CDC Recommends New Covid-19 Boosters Targeting Omicron Subvariants

The updated shots could be available within days

People wait in line for Covid-19 vaccinations in Washington, D.C.
People line up for Covid-19 vaccines in Washington, D.C., last December. The Food and Drug Administration approved updated booster shots Wednesday.  Samuel Corum / Stringer via Getty Images

Covid-19 booster shots targeting omicron subvariants received approval from the Food and Drug Administration (FDA) this week, and they were recommended Thursday by the director of the Centers for Disease Control and Prevention (CDC), clearing the way for shots to go into arms within days.

“As we head into fall and begin to spend more time indoors, we strongly encourage anyone who is eligible to consider receiving a booster dose with a bivalent Covid-19 vaccine to provide better protection against currently circulating variants,” FDA commissioner Robert Califf says in a statement.

The two new shots, one from Moderna and the other from Pfizer and BioNTech, will be available to anyone who has received their primary or booster dose at least two months ago; neither is meant to be a first vaccination, the FDA says in the statement. Moderna’s formula will be available for anyone 18 years or older, and Pfizer’s will be for those who are 12 or older. The shots, like their earlier counterparts, will be free to the public.

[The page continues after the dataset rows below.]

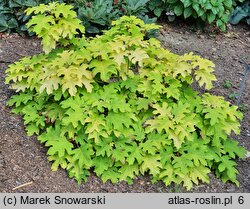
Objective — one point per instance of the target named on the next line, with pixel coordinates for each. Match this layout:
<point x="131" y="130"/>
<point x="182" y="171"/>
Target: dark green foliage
<point x="240" y="13"/>
<point x="210" y="11"/>
<point x="95" y="15"/>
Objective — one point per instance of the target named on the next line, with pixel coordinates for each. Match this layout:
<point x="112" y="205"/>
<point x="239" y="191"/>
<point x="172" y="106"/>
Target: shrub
<point x="121" y="104"/>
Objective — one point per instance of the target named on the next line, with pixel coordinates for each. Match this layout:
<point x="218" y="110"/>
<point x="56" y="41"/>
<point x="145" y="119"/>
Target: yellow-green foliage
<point x="121" y="104"/>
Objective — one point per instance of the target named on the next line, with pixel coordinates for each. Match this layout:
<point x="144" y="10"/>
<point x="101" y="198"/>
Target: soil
<point x="23" y="159"/>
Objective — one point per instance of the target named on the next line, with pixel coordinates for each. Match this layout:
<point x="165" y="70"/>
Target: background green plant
<point x="97" y="15"/>
<point x="121" y="104"/>
<point x="241" y="12"/>
<point x="209" y="11"/>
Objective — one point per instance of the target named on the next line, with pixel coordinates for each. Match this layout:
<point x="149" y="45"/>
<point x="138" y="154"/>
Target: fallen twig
<point x="23" y="185"/>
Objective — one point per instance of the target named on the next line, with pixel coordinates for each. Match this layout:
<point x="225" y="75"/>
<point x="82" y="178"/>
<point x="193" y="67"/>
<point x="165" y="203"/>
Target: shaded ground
<point x="23" y="159"/>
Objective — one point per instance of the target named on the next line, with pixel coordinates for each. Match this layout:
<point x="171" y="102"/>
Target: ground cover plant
<point x="121" y="105"/>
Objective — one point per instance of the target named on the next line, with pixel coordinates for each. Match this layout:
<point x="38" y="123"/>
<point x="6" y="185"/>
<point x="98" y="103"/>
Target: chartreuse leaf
<point x="79" y="161"/>
<point x="151" y="163"/>
<point x="121" y="105"/>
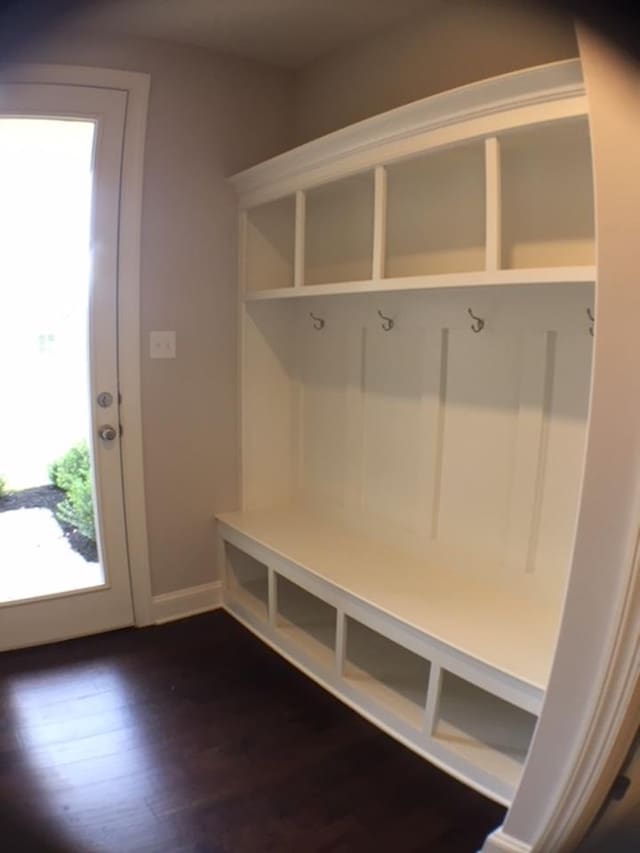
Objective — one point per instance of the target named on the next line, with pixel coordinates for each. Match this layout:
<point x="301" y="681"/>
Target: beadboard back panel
<point x="428" y="435"/>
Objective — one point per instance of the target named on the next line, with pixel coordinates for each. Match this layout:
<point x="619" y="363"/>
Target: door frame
<point x="136" y="86"/>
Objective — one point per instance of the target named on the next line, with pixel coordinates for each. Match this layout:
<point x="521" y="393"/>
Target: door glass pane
<point x="47" y="528"/>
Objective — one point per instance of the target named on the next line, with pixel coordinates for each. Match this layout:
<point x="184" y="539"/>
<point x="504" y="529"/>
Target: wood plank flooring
<point x="195" y="738"/>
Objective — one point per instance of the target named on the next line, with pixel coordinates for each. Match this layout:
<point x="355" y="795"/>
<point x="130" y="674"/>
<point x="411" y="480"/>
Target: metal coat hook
<point x="478" y="324"/>
<point x="388" y="323"/>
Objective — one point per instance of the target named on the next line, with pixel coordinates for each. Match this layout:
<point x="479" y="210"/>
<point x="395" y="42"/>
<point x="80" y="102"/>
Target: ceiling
<point x="287" y="33"/>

The FDA asked manufacturers to develop boosters targeting the newest omicron subvariants in June, writes Science’s Gretchen Vogel. The shots are “bivalent,” because they’re designed to protect against both the original coronavirus strain and the newer BA.4 and BA.5 omicron subvariants, which are considered the most contagious yet, writes Lauran Neergaard of the Associated Press (AP). The vast majority of new infections are caused by these subvariants—with an estimated 89 percent caused by BA.5 alone, according to the CDC.

Since mid-July, Covid-19 has killed an average of 400 to 500 Americans per day, according to the New York Times. Though cases are currently trending downward, some experts fear a rise in infections during the fall and winter, and the new boosters are meant to control any upcoming surge.

The federal government has already purchased over 170 million doses of the new formulas, per the Washington Post’s Laurie McGinley. Pfizer says it can ship 15 million doses by September 9, and Moderna says it will have shots available nationwide in the coming days, per STAT News Matthew Herper.

A woman with a band-aid on her arm
Anyone who has received their primary or booster dose at least two months ago will be eligible for one of these omicron-targeted vaccines. Luis Alvarez / Getty Images

These new boosters received approval based on trials in mice, but human trial data is still to come. To make its decision, the FDA also considered the safety and effectiveness of past Covid-19 shots, and it took into account human data from a clinical trial earlier this year, which tested other omicron-focused mRNA vaccines. Those vaccines were meant to target the BA.1 subvariant, and they are similar to these new booster formulas, per the FDA statement.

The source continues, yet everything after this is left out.